It will take years before the populous nation industrializes its vast rural areas and efficiently makes use of energy resources
China's gross domestic product (GDP) touched $4,909 billion last year, according to the country's National Bureau of Statistics. Yet, it is still $160 billion less than Japan's $5,073 billion, as indicated by data from Tokyo.
Given its marvelous economic growth in the past few years, the $160 billion gap will soon be plugged by the world's third largest economy. China is expected to overtake Japan as the world's second largest economy this year if it manages to carry forward its past momentum.

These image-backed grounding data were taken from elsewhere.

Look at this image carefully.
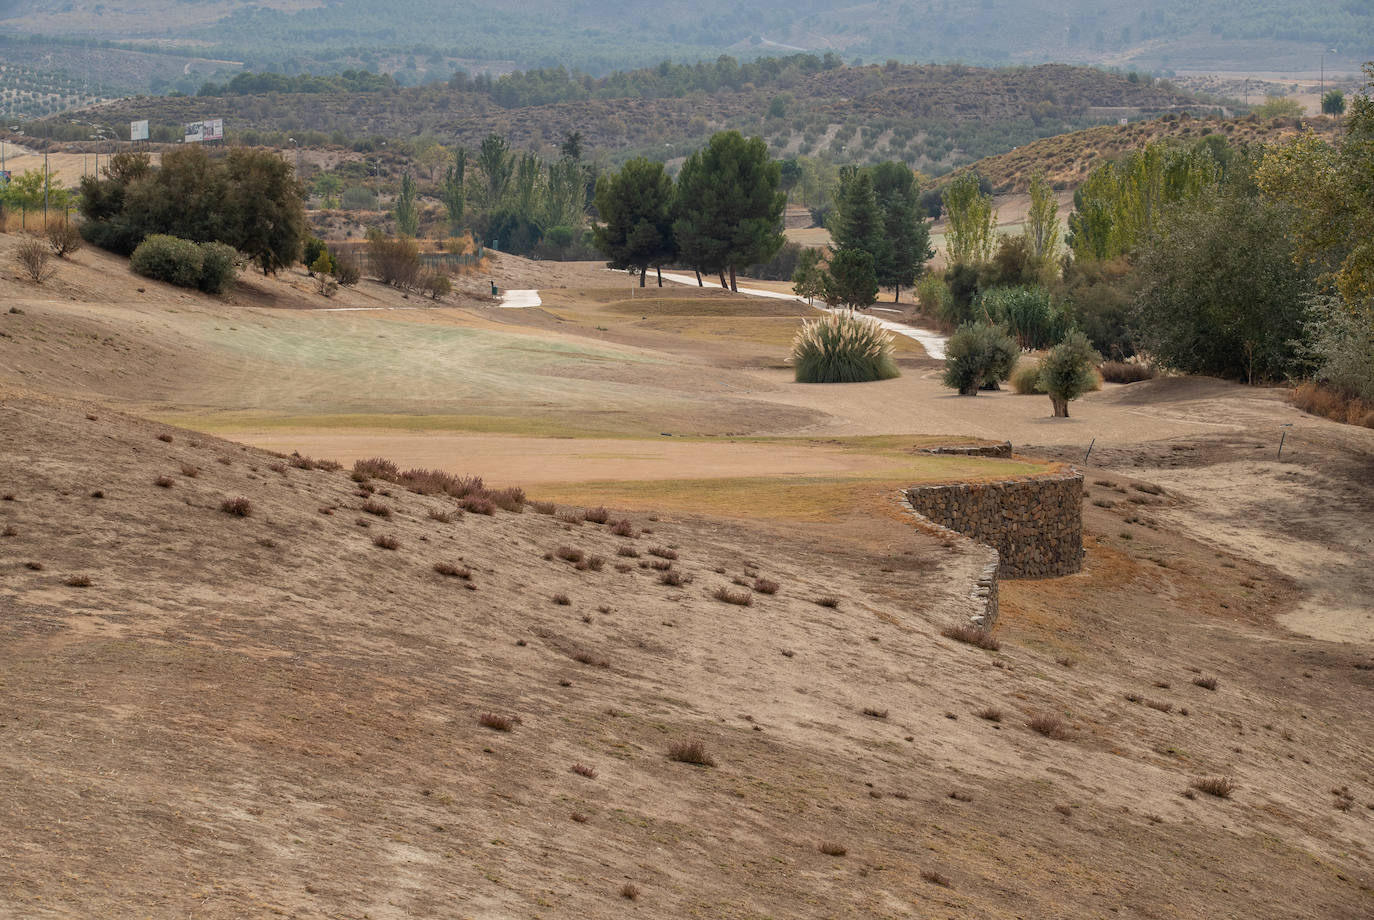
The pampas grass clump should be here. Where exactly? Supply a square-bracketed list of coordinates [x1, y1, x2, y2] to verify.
[791, 312, 900, 383]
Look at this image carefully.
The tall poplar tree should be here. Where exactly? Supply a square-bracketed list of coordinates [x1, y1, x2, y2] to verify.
[942, 173, 997, 267]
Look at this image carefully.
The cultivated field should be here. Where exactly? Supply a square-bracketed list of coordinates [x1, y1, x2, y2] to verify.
[1, 233, 1372, 918]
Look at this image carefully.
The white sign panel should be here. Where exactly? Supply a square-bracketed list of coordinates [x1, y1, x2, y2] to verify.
[130, 119, 149, 141]
[184, 118, 224, 143]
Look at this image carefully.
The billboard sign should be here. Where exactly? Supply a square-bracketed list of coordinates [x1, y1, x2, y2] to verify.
[0, 170, 10, 186]
[184, 118, 224, 143]
[131, 119, 149, 141]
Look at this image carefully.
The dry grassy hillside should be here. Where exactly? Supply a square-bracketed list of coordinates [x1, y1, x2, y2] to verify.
[2, 231, 1373, 918]
[944, 112, 1344, 194]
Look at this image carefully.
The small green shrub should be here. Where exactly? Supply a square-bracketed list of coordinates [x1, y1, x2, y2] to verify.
[942, 322, 1018, 395]
[1011, 360, 1045, 394]
[131, 235, 239, 294]
[792, 312, 900, 384]
[131, 234, 204, 288]
[198, 242, 240, 294]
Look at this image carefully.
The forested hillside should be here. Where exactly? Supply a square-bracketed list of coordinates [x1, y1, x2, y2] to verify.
[0, 0, 1368, 76]
[34, 60, 1209, 174]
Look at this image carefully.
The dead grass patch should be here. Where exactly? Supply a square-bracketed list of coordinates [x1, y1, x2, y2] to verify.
[976, 707, 1003, 722]
[752, 577, 780, 594]
[667, 739, 716, 767]
[814, 595, 841, 608]
[434, 562, 472, 579]
[582, 506, 610, 524]
[154, 475, 174, 488]
[1028, 713, 1070, 740]
[220, 496, 253, 517]
[1190, 776, 1235, 798]
[617, 545, 640, 557]
[648, 546, 678, 560]
[361, 499, 392, 517]
[659, 570, 693, 587]
[862, 707, 889, 719]
[552, 592, 571, 605]
[1193, 676, 1219, 691]
[570, 763, 598, 779]
[941, 624, 1001, 650]
[712, 586, 752, 606]
[920, 869, 952, 887]
[817, 842, 847, 857]
[478, 713, 520, 732]
[64, 574, 93, 587]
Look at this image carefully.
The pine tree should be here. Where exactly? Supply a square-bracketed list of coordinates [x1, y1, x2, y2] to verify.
[673, 131, 785, 291]
[592, 157, 675, 287]
[870, 161, 932, 301]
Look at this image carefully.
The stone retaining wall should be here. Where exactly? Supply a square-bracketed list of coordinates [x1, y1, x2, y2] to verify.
[896, 491, 1000, 629]
[920, 441, 1013, 458]
[905, 471, 1083, 579]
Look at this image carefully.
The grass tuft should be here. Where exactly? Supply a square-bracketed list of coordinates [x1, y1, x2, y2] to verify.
[1190, 776, 1235, 798]
[1193, 675, 1219, 691]
[814, 595, 841, 608]
[817, 841, 847, 857]
[154, 475, 174, 488]
[570, 763, 598, 779]
[712, 586, 752, 606]
[667, 739, 716, 767]
[792, 312, 900, 383]
[941, 624, 1001, 650]
[220, 496, 253, 517]
[1028, 713, 1070, 739]
[861, 707, 889, 719]
[619, 883, 640, 901]
[478, 713, 520, 732]
[434, 561, 472, 579]
[373, 534, 400, 550]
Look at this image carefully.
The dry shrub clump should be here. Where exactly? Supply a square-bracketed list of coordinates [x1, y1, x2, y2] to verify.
[555, 545, 585, 563]
[619, 883, 640, 901]
[1291, 382, 1374, 429]
[352, 458, 527, 509]
[616, 545, 640, 558]
[529, 500, 557, 515]
[460, 495, 496, 515]
[361, 499, 392, 517]
[712, 586, 752, 606]
[814, 595, 841, 608]
[1098, 360, 1157, 384]
[862, 707, 889, 719]
[373, 534, 400, 550]
[46, 222, 82, 258]
[433, 562, 472, 579]
[817, 841, 847, 857]
[64, 574, 93, 587]
[667, 739, 716, 767]
[976, 707, 1003, 722]
[609, 519, 636, 537]
[648, 546, 678, 560]
[752, 577, 780, 595]
[220, 496, 253, 517]
[941, 624, 1001, 650]
[180, 463, 199, 478]
[1193, 675, 1219, 691]
[1190, 776, 1235, 798]
[289, 453, 341, 471]
[582, 506, 610, 524]
[1028, 713, 1070, 740]
[478, 713, 520, 732]
[552, 592, 571, 606]
[14, 237, 56, 284]
[428, 508, 462, 523]
[921, 869, 952, 887]
[154, 475, 174, 489]
[570, 763, 598, 779]
[659, 570, 692, 587]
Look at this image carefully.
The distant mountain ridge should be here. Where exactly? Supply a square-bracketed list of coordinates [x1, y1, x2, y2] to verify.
[0, 0, 1369, 75]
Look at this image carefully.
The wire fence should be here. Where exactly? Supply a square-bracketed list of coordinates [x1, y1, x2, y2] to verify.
[328, 241, 486, 275]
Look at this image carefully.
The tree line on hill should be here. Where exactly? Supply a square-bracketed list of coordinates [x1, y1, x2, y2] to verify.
[902, 63, 1374, 423]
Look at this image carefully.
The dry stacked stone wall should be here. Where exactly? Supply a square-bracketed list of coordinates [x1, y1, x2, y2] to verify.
[906, 471, 1084, 578]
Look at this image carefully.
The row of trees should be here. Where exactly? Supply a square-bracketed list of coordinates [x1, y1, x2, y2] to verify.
[592, 131, 786, 290]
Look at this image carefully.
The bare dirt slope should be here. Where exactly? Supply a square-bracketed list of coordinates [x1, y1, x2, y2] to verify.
[3, 392, 1373, 920]
[2, 235, 1373, 918]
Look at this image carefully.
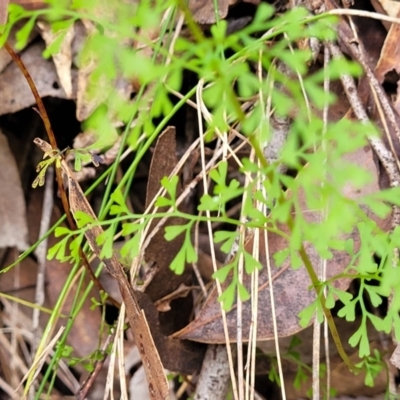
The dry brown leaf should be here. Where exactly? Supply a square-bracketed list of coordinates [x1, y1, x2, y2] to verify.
[375, 21, 400, 117]
[75, 21, 99, 121]
[0, 41, 71, 115]
[189, 0, 230, 24]
[0, 131, 29, 250]
[75, 20, 132, 121]
[144, 126, 191, 302]
[139, 127, 207, 374]
[174, 144, 390, 343]
[375, 22, 400, 81]
[173, 225, 354, 343]
[145, 127, 180, 206]
[373, 0, 400, 18]
[38, 20, 74, 98]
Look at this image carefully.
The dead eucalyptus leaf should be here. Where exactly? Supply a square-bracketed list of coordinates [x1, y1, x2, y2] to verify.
[75, 21, 100, 121]
[375, 21, 400, 117]
[173, 225, 354, 343]
[174, 144, 389, 343]
[144, 126, 191, 302]
[38, 20, 74, 98]
[76, 20, 132, 121]
[373, 0, 400, 18]
[145, 127, 180, 206]
[140, 127, 207, 374]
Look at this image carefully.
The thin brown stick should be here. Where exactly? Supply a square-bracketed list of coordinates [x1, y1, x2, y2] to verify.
[5, 42, 120, 307]
[4, 43, 71, 225]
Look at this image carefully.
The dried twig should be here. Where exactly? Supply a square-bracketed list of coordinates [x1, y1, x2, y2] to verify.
[34, 138, 169, 400]
[76, 330, 116, 400]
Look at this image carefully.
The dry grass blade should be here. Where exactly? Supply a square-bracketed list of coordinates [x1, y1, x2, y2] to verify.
[19, 326, 65, 396]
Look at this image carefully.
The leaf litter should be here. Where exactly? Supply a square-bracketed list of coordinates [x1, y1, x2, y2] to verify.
[0, 0, 400, 399]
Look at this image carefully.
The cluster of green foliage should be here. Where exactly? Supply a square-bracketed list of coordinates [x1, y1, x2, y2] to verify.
[4, 0, 400, 396]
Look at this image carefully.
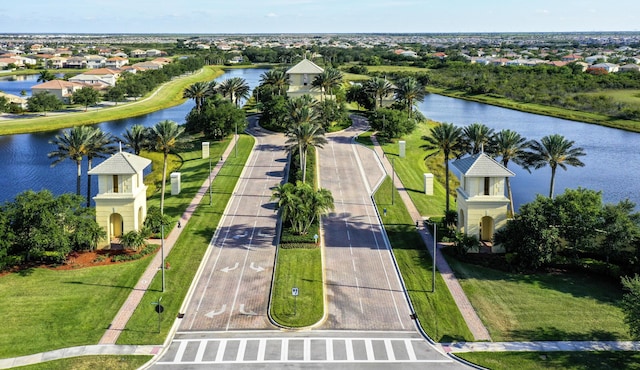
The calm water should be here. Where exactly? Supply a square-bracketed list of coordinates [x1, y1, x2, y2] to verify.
[0, 68, 267, 203]
[1, 68, 639, 211]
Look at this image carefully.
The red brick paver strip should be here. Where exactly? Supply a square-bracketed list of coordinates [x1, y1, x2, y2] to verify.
[370, 134, 492, 341]
[99, 138, 237, 345]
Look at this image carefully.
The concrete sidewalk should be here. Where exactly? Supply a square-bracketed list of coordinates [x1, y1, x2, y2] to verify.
[369, 134, 492, 342]
[99, 136, 237, 345]
[443, 340, 640, 353]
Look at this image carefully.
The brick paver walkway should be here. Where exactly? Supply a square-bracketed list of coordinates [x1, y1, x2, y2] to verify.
[370, 135, 492, 341]
[99, 137, 238, 345]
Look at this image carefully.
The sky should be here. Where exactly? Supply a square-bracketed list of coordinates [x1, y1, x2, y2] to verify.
[1, 0, 639, 34]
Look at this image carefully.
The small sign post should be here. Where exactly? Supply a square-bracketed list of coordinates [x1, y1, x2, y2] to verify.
[151, 296, 163, 333]
[292, 287, 299, 315]
[313, 234, 319, 245]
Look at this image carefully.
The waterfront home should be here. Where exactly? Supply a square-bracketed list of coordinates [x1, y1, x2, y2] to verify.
[31, 80, 85, 103]
[285, 58, 324, 100]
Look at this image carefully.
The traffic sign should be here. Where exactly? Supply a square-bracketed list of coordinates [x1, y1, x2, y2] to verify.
[292, 287, 299, 296]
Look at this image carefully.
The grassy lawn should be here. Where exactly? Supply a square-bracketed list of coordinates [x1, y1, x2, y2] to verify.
[0, 258, 152, 358]
[586, 89, 640, 105]
[365, 65, 429, 74]
[270, 248, 324, 327]
[457, 351, 640, 370]
[14, 355, 152, 370]
[447, 258, 629, 341]
[117, 135, 254, 344]
[374, 177, 474, 342]
[0, 66, 224, 135]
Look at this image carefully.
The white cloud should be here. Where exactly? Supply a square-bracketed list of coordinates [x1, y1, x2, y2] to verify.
[266, 12, 278, 17]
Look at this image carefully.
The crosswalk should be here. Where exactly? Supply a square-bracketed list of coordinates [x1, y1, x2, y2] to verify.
[155, 336, 454, 365]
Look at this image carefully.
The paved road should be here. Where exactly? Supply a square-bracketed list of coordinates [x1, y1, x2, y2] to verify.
[178, 119, 287, 331]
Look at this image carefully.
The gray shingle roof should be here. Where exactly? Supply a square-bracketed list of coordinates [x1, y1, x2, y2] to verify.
[452, 153, 514, 177]
[88, 151, 151, 175]
[286, 58, 324, 74]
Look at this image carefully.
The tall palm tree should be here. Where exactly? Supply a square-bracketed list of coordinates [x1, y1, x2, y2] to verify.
[48, 126, 96, 196]
[183, 81, 215, 112]
[37, 70, 56, 83]
[286, 121, 327, 184]
[364, 77, 394, 109]
[394, 76, 426, 117]
[526, 134, 586, 198]
[488, 129, 529, 214]
[463, 122, 495, 154]
[121, 124, 148, 155]
[85, 127, 117, 206]
[149, 120, 190, 214]
[286, 95, 318, 128]
[312, 68, 343, 100]
[218, 77, 250, 107]
[259, 69, 288, 96]
[421, 122, 465, 213]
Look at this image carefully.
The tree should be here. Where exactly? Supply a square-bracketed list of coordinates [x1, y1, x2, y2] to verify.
[488, 129, 529, 214]
[104, 86, 126, 105]
[364, 77, 394, 109]
[601, 200, 640, 262]
[48, 126, 97, 196]
[121, 124, 149, 155]
[346, 84, 375, 111]
[217, 77, 250, 107]
[85, 127, 117, 206]
[463, 122, 494, 154]
[72, 86, 100, 111]
[621, 274, 640, 339]
[271, 181, 334, 235]
[37, 70, 56, 83]
[183, 81, 216, 112]
[369, 108, 415, 139]
[149, 120, 191, 214]
[526, 134, 586, 198]
[421, 122, 465, 213]
[28, 91, 62, 115]
[394, 76, 426, 117]
[312, 68, 343, 100]
[259, 69, 288, 96]
[286, 121, 327, 184]
[0, 96, 8, 114]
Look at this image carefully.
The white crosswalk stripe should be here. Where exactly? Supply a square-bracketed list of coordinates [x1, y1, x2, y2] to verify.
[156, 337, 454, 365]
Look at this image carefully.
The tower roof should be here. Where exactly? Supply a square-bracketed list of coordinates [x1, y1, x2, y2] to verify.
[285, 58, 324, 74]
[452, 153, 515, 177]
[88, 151, 151, 175]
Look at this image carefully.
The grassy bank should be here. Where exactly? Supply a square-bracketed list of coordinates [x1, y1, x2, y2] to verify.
[374, 177, 474, 342]
[117, 135, 254, 345]
[0, 66, 224, 136]
[15, 355, 152, 370]
[457, 351, 640, 370]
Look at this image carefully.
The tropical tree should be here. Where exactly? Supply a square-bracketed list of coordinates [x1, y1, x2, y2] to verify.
[285, 121, 327, 184]
[37, 70, 56, 83]
[48, 126, 97, 196]
[259, 69, 288, 96]
[622, 274, 640, 339]
[271, 181, 334, 235]
[28, 91, 62, 115]
[421, 122, 465, 213]
[312, 68, 343, 100]
[121, 124, 149, 155]
[526, 134, 586, 198]
[104, 86, 126, 105]
[149, 120, 191, 214]
[488, 129, 529, 214]
[218, 77, 250, 107]
[71, 86, 100, 111]
[463, 122, 494, 154]
[364, 77, 394, 109]
[183, 81, 216, 112]
[85, 128, 117, 206]
[394, 76, 426, 117]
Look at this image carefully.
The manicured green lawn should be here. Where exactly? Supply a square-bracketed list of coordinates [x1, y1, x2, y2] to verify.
[374, 177, 474, 342]
[366, 65, 429, 74]
[587, 89, 640, 105]
[457, 351, 640, 370]
[14, 355, 152, 370]
[0, 258, 152, 358]
[447, 258, 629, 341]
[117, 135, 254, 345]
[270, 248, 324, 327]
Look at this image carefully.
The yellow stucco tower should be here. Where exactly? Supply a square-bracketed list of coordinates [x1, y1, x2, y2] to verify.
[452, 153, 515, 251]
[88, 151, 151, 248]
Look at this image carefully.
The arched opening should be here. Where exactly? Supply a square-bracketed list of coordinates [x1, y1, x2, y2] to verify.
[481, 216, 494, 241]
[110, 213, 123, 239]
[458, 209, 466, 234]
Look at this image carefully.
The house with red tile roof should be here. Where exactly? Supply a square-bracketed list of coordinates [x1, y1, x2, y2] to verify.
[31, 80, 86, 103]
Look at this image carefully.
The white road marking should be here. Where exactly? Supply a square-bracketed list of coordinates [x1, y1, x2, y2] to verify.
[215, 339, 226, 362]
[221, 262, 239, 273]
[237, 339, 246, 362]
[257, 339, 266, 361]
[174, 340, 187, 362]
[249, 262, 265, 272]
[204, 304, 226, 318]
[385, 339, 396, 361]
[365, 339, 374, 360]
[405, 339, 417, 361]
[195, 339, 206, 362]
[239, 304, 258, 316]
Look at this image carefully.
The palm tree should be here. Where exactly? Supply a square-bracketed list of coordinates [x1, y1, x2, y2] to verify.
[218, 77, 250, 107]
[149, 120, 190, 214]
[364, 77, 394, 109]
[312, 68, 343, 100]
[259, 69, 288, 96]
[421, 122, 465, 213]
[394, 76, 426, 117]
[286, 121, 327, 184]
[526, 134, 586, 198]
[183, 81, 214, 112]
[286, 95, 318, 127]
[488, 129, 529, 214]
[85, 128, 117, 206]
[463, 122, 495, 154]
[121, 124, 148, 155]
[48, 126, 96, 196]
[37, 70, 56, 83]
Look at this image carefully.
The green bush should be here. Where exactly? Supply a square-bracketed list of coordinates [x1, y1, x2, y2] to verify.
[280, 243, 319, 249]
[112, 244, 159, 263]
[32, 251, 66, 264]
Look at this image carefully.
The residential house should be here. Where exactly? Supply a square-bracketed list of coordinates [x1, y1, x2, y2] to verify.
[0, 57, 18, 68]
[82, 68, 121, 86]
[49, 56, 67, 69]
[585, 55, 608, 64]
[130, 49, 147, 58]
[85, 55, 107, 69]
[65, 56, 86, 69]
[619, 64, 640, 73]
[561, 54, 583, 62]
[0, 91, 27, 109]
[285, 58, 324, 100]
[131, 61, 163, 70]
[145, 49, 163, 57]
[31, 80, 86, 103]
[105, 56, 129, 69]
[591, 62, 619, 73]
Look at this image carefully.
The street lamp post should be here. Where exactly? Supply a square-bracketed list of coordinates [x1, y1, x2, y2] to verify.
[161, 224, 165, 292]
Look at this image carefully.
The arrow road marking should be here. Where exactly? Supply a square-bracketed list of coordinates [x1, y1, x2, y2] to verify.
[205, 304, 226, 318]
[249, 262, 265, 272]
[221, 262, 239, 273]
[239, 304, 258, 316]
[233, 232, 247, 240]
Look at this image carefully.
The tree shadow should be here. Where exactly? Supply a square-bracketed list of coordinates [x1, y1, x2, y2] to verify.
[508, 327, 621, 341]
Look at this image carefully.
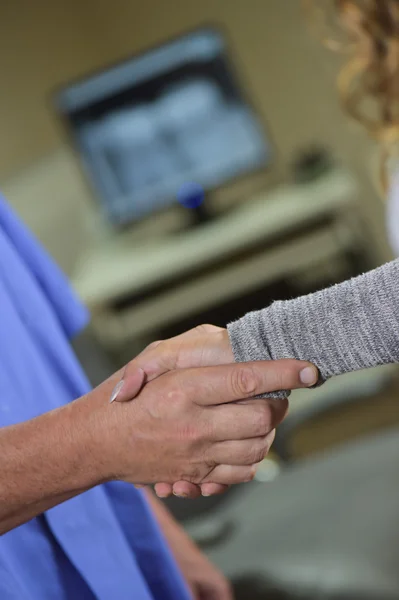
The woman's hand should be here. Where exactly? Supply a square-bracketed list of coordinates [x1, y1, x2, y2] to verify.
[129, 324, 233, 379]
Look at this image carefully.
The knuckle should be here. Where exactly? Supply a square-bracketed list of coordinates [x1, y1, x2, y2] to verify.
[180, 415, 211, 446]
[198, 417, 214, 442]
[268, 397, 289, 427]
[230, 366, 259, 397]
[166, 385, 188, 414]
[247, 446, 266, 465]
[254, 437, 273, 464]
[186, 466, 202, 484]
[274, 362, 296, 390]
[185, 460, 213, 484]
[195, 323, 220, 334]
[167, 385, 186, 403]
[180, 422, 201, 444]
[270, 368, 286, 392]
[255, 448, 267, 464]
[195, 323, 210, 334]
[256, 404, 272, 435]
[146, 339, 163, 352]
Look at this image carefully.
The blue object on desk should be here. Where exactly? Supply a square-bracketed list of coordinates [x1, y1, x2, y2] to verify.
[177, 182, 205, 209]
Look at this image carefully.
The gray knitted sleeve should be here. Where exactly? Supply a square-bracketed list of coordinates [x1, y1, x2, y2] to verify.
[227, 259, 399, 397]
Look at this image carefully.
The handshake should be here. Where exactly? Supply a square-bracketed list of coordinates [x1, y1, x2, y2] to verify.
[93, 325, 318, 499]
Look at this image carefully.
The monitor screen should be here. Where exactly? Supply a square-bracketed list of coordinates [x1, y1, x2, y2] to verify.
[55, 27, 272, 226]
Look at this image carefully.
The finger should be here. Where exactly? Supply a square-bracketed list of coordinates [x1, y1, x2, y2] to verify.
[208, 431, 276, 466]
[154, 481, 201, 500]
[202, 464, 257, 485]
[237, 396, 289, 425]
[209, 398, 288, 441]
[200, 483, 229, 497]
[155, 480, 227, 498]
[110, 367, 146, 403]
[184, 360, 319, 406]
[154, 483, 174, 498]
[171, 481, 202, 499]
[155, 480, 229, 498]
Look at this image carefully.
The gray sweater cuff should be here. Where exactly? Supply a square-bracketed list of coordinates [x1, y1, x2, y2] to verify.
[228, 259, 399, 397]
[228, 313, 291, 399]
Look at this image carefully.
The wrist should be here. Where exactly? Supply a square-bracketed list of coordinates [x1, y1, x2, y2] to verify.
[64, 384, 119, 487]
[80, 372, 145, 484]
[0, 373, 126, 534]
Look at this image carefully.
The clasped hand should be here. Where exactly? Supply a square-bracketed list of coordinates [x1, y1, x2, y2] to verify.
[109, 325, 317, 498]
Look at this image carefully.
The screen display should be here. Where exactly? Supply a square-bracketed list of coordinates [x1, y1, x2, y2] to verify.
[56, 28, 272, 226]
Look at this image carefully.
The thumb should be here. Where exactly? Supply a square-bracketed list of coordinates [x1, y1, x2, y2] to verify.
[109, 367, 146, 403]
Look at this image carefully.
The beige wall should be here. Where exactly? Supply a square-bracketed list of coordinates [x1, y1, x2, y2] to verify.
[0, 0, 391, 273]
[0, 0, 127, 178]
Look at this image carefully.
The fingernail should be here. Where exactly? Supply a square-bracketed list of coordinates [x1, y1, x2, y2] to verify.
[110, 379, 124, 403]
[202, 492, 211, 497]
[173, 491, 188, 498]
[299, 366, 318, 386]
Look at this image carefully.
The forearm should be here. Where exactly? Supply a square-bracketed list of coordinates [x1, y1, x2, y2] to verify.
[228, 259, 399, 394]
[0, 393, 108, 534]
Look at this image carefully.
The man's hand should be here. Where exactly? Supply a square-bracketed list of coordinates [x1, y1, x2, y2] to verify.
[102, 359, 318, 485]
[112, 325, 232, 497]
[113, 325, 317, 497]
[106, 354, 317, 488]
[0, 357, 316, 535]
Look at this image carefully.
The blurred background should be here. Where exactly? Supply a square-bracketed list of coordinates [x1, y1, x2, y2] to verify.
[2, 1, 399, 598]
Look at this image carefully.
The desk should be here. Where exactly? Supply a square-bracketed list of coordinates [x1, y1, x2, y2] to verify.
[72, 170, 371, 352]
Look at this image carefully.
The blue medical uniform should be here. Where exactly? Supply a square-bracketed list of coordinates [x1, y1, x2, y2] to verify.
[0, 195, 191, 600]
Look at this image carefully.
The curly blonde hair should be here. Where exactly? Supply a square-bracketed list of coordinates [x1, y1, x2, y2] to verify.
[308, 0, 399, 190]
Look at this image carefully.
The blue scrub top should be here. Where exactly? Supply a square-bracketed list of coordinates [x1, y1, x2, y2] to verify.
[0, 195, 191, 600]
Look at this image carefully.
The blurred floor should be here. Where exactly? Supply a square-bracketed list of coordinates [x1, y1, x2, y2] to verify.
[280, 366, 399, 461]
[205, 426, 399, 600]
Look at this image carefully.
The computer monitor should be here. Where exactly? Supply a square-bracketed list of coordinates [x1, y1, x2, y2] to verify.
[55, 27, 272, 227]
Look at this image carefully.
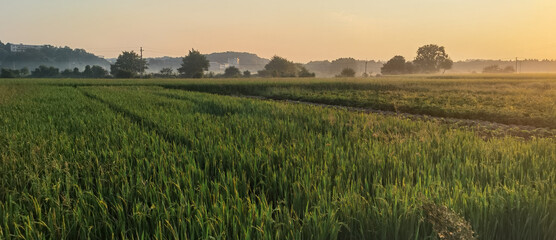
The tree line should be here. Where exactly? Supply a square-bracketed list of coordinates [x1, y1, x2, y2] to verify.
[381, 44, 453, 75]
[0, 41, 110, 70]
[0, 65, 108, 78]
[108, 50, 316, 79]
[1, 43, 457, 78]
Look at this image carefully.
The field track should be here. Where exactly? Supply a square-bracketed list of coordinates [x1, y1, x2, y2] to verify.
[227, 94, 556, 139]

Since the start of the 21st century, China's economic might has successively surpassed that of several developed nations such as Canada, Italy, France, Britain and Germany.
The country's growing economic clout on the world stage, along with the sterling economic growth shown by some of its big cities such as Beijing, Shanghai, Guangzhou, and other eastern coastal regions, has raised a question: Is China a developing or developed nation?
Any trivial matter multiplied by 1.3 billion will turn into a big problem, and any astronomical figure divided by 1.3 billion will be reduced to a tiny number, as Premier Wen Jiabao put it during a press conference at the conclusion of this year's National People's Congress session.
As a country with a population of 1.37 billion, there are few reasons to take pride in the fact that our country's economic bulk has surpassed those countries with populations or land areas much smaller than ours.
Canada has only 2.5 percent of China's population. The proportion is 4.4 percent, 4.6 percent, 4.6 percent, 6.2 percent and 9.5 percent respectively for Italy, France, Britain, Germany and Japan.
China's huge economic aggregate has not changed the fact that its per capita GDP still ranks very low globally. In 2008, the country's per capita GDP was $3,263, which ranked it 98th in the world.
That figure was a little more than one-third of the world's average the same year, which was $9,054. The number was also much less than some other developing countries, such as Brazil and Mexico.
In 1990, the United Nations Development Program conceived the Human Development Index (HDI) as a way to measure the economic and social development of member states.